As well as producing a JSON based language that conforms to the underlying grammar of a language there is an additional reason to bring the several languages together as a single syntax.

Within the health informatics community, a historical separation has evolved between two modelling camps, those that model semantics of concepts via an ontology (aka terminologists), and those that model data structures for storing and transmitting data (aka structuralists). This separation reflects the difference in purpose, the difference in mindset, and the difference in skills required by the different disciplines.

A problem with this separation occurs at the points of overlap. Different camps model their tokens and vocabularies in different ways, both from a grammar and syntax perspective.

For example, in health care it is possible to model a surgical operation as a data structure with a "body site" attribute. (FHIR R4 procedure) does precisely this. It is equally possible to model a procedure by including the body "site" either as a qualifier of a type of procedure, or as part of the procedure definition itself. Snomed-CT does precisely this. Both approaches might use the same concept for the body site itself (e.g. the hip), but they would use separate property concepts for the property of "has body site" itself. This separation of approach can lead to massive divergences. Taking the structuralist approach and extending it results in archetypes of the kind modelled by OpenEHR. Taking the ontological approach further leads to complex nested expressions which are nigh on impenetrable.
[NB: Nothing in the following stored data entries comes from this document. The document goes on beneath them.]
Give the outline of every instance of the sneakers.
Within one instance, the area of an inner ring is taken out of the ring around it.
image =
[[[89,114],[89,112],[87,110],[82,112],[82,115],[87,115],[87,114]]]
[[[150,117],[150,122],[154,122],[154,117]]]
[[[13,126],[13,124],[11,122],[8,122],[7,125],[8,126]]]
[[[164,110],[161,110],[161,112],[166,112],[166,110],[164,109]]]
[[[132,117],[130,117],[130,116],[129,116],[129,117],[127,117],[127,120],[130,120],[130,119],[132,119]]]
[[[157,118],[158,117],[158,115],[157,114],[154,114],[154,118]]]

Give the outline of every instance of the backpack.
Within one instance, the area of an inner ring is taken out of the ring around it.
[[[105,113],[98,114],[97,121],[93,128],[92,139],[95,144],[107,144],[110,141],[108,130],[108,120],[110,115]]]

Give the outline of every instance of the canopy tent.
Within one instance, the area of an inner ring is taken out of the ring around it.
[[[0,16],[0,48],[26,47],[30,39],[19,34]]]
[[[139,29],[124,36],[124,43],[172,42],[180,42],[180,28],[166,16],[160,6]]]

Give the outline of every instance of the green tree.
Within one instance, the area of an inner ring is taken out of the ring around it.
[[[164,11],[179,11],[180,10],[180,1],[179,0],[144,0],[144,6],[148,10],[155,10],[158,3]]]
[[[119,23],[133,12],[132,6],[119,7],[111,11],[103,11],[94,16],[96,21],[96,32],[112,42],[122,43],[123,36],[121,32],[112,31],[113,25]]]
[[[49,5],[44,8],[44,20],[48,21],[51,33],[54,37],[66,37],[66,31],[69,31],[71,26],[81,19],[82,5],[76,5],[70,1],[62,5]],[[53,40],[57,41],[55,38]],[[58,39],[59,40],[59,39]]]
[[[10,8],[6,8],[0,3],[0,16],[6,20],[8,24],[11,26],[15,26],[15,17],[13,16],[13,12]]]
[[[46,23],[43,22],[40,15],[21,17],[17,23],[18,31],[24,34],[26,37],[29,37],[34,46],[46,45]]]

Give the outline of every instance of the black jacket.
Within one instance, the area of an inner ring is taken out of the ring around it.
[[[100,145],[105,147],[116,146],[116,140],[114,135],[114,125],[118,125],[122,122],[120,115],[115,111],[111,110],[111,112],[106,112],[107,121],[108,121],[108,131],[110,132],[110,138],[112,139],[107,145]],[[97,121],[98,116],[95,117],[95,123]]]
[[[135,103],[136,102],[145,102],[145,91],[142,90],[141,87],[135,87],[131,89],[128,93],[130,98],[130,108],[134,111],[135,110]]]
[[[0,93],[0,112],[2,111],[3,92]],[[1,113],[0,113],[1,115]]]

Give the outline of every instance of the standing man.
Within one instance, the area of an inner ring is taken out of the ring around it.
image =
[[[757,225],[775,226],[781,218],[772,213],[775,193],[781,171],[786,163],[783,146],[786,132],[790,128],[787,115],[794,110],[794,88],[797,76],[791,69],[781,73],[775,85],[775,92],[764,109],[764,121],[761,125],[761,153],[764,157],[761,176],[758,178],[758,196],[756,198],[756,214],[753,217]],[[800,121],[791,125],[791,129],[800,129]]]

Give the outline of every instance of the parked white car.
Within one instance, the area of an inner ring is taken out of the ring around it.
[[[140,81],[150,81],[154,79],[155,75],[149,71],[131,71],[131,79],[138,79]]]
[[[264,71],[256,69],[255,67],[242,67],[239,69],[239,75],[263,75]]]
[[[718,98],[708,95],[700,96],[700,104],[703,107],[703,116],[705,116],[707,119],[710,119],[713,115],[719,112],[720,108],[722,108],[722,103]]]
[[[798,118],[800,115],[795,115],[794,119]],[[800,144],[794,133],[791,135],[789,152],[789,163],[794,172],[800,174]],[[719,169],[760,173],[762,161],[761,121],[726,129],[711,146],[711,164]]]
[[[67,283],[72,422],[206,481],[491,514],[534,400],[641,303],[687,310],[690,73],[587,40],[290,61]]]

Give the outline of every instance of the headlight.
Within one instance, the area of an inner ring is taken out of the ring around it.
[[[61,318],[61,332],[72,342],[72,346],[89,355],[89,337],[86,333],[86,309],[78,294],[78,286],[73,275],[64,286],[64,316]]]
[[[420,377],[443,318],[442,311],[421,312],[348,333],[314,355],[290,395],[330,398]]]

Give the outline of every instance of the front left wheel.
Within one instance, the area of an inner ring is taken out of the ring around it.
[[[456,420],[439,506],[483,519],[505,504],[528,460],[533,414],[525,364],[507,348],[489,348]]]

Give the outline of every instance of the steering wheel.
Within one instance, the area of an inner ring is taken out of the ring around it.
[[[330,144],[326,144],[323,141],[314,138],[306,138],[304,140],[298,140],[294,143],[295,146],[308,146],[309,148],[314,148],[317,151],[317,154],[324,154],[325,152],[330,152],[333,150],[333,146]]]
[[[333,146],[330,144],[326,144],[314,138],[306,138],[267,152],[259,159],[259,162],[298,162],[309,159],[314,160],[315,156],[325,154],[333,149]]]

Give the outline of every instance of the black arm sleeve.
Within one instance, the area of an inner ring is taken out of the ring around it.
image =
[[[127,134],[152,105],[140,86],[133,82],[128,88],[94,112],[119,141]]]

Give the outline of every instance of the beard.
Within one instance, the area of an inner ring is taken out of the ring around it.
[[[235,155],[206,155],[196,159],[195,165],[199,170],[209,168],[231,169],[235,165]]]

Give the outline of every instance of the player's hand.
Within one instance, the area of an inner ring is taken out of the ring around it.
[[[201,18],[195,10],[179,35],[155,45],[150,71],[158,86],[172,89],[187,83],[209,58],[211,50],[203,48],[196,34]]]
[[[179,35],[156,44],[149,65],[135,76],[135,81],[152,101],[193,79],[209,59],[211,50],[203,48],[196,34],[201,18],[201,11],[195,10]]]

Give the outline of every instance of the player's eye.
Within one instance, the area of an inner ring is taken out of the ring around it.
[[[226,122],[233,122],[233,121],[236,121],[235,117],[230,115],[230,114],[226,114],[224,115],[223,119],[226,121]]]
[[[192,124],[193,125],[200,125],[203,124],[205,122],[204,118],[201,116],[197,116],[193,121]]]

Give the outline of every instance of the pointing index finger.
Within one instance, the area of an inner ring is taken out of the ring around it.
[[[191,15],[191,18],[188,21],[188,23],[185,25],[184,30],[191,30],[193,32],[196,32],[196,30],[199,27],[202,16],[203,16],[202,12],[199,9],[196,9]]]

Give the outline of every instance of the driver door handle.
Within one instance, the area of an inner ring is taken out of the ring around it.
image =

Health record query can be achieved via the use of a standard language such as SPARQL or a specialised form of query such as AQL. However, when querying the attributes of a user as part of an attribute based access control policy, a completely different way of representing query may be used.

Having a grammar and syntax that encompasses both semantics and structure, and makes the use of the common overlapping concepts much easier to manage. Having a common syntax for query definition means that a rule in an ABAC policy can use the same syntax as a health record query. Having a common message format in line within interoperability standard such as FHIR makes sure that the data is never locked in an information silo. A classic structural concept such as an encounter record and its semantic definition, can be seamlessly integrated.

Selecting one language is not an option. For example, it is possible to model data in OWL2 DL by extensive use of complex OWL constructs including functional properties, property domains, ranges, precise cardinality. It is also possible to model query as OWL expressions, except for function parameters. However, the purpose of OWL is to support reasoning, and reasoners use the open world assumption.. Data models and data query uses a closed world assumption and query languages are declarative in nature i.e. instructions as to what to do. Using OWL for purposes other than reasoning and or classification is like using English to prove Pythagoras theorem.

Bringing the languages together, at least as a temporary measure to solve a particular set of information requirements, seems worthwhile. Hence a new language.

The syntaxes themselves and references to the underlying grammars ae further described in the article Discovery information modelling language.